A small Ukrainian IT firm has a unique team with experience in medical big data - i.e. processing large medical data arrays. What makes it unique is the fact that employees have medical degrees and know how to write code as well. They create an exclusive product and develop unconventional solutions in this highly specialized field. These products are mostly in demand by American and Israeli medical corporations as well as foreign IT companies that specialize in healthcare. One of their long-time clients made an offer to the owners of the Ukrainian company to work on his American project together - a comprehensive system for predicting and diagnosing illnesses.
The deal suggested by the American partner had the following terms:
1) direct communication between the medical savvy programmers and the partner’s company; 2) owners of the Ukrainian company would get the positions of CEO and CTO in the American company’s Ukraine office; 3) they would also get a stock warrant with a 10 year right to buy 2% of the American company’s shares at the agreed price. .
In addition, the Ukrainian company’s owners were offered a shareholders’ agreement on their share in the American company of their future partner.
To make an informed decision, the Ukrainian company’s owners turned to ILF asking to conduct the deal’s audit and share an independent opinion on whether the deal would be in their best interests.
The team of lawyers with Anton Zinchuk in charge performed a thorough legal and investment analysis of the deal. As a result, ILF recommended to refuse the offer and take no part in the deal.
For one thing, if they agreed, the Ukrainian company would lose their team of code-writing medical experts and would be unable to use their expertise for their own development, such as making profit and accumulating unique experience.
Another contentious aspect was the shareholders’ agreement, which was to be signed by the Ukrainian owners. This document contained a clause that forbade shareholders to lead a business that would compete with the American company and its affiliates. For ILF’s client, medical data is just one of its business activities. However, the shareholders’ agreement would in effect prevent them from doing any kind of business that had to do with IT development. So, if they accepted they deal, Ukrainian business owners would risk losing their whole business.
Other terms of the deal also warranted attention, particularly the stock warrant.

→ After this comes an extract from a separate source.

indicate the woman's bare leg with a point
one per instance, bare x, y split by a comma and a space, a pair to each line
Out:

According to the American party, their company’s net worth at the time was 100,000 USD. Ukrainian owners were offered a chance to buy an insignificant amount of its shares within 10 years at a price higher than their actual cost. Of course, the American partner assured that in 10 years their net worth would increase. Simple arithmetic showed however: for the market value of the shares to equal the price offered to the Ukrainian company, the American company's net worth would have to rise a hundredfold. And it seemed that the American party intended to achieve that growth with the help of the programming medical experts, since they didn’t share any other means of development.

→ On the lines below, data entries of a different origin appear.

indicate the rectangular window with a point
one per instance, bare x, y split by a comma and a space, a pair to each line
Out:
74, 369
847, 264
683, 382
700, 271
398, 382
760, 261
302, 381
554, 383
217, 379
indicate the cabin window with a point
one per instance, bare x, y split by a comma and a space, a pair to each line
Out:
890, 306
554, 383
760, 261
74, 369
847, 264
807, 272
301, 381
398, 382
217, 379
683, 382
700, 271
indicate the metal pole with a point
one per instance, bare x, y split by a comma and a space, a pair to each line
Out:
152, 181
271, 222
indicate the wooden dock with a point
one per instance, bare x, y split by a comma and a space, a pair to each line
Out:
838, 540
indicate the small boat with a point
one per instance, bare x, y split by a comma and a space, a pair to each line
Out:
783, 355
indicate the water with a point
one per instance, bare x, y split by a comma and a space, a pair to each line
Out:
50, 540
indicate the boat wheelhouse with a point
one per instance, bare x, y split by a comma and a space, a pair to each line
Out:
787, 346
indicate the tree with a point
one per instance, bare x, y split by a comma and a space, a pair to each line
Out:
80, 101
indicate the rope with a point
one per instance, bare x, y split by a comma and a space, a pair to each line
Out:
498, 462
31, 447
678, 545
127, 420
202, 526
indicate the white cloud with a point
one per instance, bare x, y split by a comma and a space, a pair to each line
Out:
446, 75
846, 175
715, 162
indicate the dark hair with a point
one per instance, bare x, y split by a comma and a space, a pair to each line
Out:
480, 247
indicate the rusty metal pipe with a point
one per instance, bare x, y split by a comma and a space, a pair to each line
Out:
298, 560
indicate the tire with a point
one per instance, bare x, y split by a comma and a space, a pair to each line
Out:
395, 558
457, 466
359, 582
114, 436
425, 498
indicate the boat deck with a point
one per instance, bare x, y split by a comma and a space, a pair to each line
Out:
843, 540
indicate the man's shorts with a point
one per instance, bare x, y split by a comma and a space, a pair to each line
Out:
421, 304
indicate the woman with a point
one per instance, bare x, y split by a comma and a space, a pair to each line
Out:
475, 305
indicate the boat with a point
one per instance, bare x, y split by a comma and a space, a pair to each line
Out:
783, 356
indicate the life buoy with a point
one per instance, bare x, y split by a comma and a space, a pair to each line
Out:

In addition, the deal was legally complicated for the Ukrainian company. For Ukrainians to be able to buy shares of a foreign company, they need to get a personal license on foreign investment from the National Bank of Ukraine. The procedure is not too complex but always lengthy.
This means that after agreeing to the deal, Ukrainian businessmen risked losing their business in Ukraine in exchange for a chance to participate in a high risk project with uncertain prospects. In the end, ILF's client refused the deal but continued working with the American partner as an independent contractor, focusing on expanding their own business.